We present a hypothetical argument against finite-state processes in statistical language modeling that is based on semantics rather than syntax. In this theoretical model, we suppose that the semantic properties of texts in a natural language could be approximately captured by a recently introduced concept of a perigraphic process. Perigraphic processes are a class of stochastic processes that satisfy a Zipf-law accumulation of a subset of factual knowledge, which is time-independent, compressed, and effectively inferrable from the process. We show that the classes of finite-state processes and of perigraphic processes are disjoint, and we present a new simple example of perigraphic processes over a finite alphabet called Oracle processes. The disjointness result makes use of the Hilberg condition, i.e., the almost sure power-law growth of algorithmic mutual information. Using a strongly consistent estimator of the number of hidden states, we show that finite-state processes do not satisfy the Hilberg condition whereas Oracle processes satisfy the Hilberg condition via the data-processing inequality. We discuss the relevance of these mathematical results for theoretical and computational linguistics.

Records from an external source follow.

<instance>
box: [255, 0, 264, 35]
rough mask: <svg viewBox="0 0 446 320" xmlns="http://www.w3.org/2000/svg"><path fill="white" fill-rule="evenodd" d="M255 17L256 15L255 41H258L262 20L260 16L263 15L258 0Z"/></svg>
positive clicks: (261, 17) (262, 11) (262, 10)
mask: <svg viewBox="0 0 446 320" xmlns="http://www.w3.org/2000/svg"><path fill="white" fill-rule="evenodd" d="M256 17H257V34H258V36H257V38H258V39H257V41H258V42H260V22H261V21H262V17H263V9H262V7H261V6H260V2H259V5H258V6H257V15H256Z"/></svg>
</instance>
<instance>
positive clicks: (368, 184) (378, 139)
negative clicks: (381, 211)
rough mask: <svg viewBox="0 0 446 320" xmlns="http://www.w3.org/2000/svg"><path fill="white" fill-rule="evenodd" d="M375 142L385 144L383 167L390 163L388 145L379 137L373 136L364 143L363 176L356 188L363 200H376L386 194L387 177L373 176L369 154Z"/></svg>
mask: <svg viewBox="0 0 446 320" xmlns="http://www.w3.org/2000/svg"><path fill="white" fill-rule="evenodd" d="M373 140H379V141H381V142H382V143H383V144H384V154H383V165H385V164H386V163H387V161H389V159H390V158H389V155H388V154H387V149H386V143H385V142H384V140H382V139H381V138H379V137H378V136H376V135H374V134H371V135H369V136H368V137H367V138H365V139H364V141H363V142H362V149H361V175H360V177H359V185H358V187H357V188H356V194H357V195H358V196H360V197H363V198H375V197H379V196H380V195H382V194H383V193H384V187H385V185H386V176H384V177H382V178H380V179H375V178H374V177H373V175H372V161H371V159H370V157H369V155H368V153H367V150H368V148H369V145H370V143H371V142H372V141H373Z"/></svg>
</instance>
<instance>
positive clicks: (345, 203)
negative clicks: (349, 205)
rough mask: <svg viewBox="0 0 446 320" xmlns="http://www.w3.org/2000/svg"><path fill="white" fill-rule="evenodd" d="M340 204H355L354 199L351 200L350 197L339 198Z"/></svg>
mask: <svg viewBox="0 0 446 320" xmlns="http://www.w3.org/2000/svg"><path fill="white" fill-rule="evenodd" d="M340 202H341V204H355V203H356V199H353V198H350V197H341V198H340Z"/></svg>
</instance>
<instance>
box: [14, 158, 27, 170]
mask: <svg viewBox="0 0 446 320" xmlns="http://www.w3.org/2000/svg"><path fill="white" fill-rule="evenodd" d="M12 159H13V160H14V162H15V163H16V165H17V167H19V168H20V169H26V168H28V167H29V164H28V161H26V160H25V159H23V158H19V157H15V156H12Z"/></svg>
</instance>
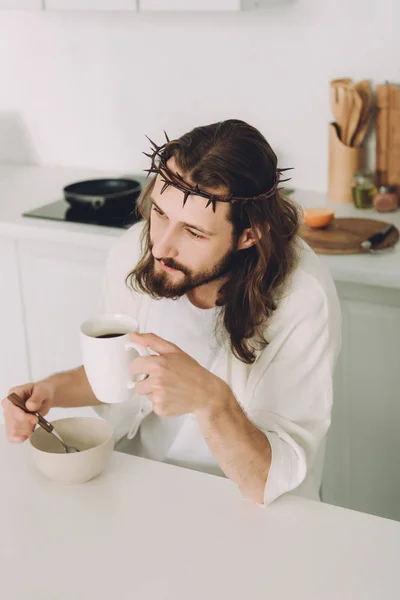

我们提出了一个基于语义而非句法的针对统计语言建模中有限状态过程的假设性论证。在这个理论模型中,我们假设自然语言文本的语义属性可以通过最近引入的周边图过程的概念近似地捕捉到。周边图过程是一类随机过程,它满足关于一部分事实性知识的齐普夫定律累积,这部分知识与时间无关、经过压缩且可从该过程有效推断出来。我们表明有限状态过程类和周边图过程类是不相交的,并且我们给出了一个在有限字母表上的周边图过程的新的简单示例,称为预言机过程。不相交性结果利用了希尔伯格条件,即算法互信息几乎必然的幂律增长。通过使用隐藏状态数量的强一致估计量,我们表明有限状态过程不满足希尔伯格条件,而预言机过程通过数据处理不等式满足希尔伯格条件。我们讨论了这些数学结果对于理论语言学和计算语言学的相关性。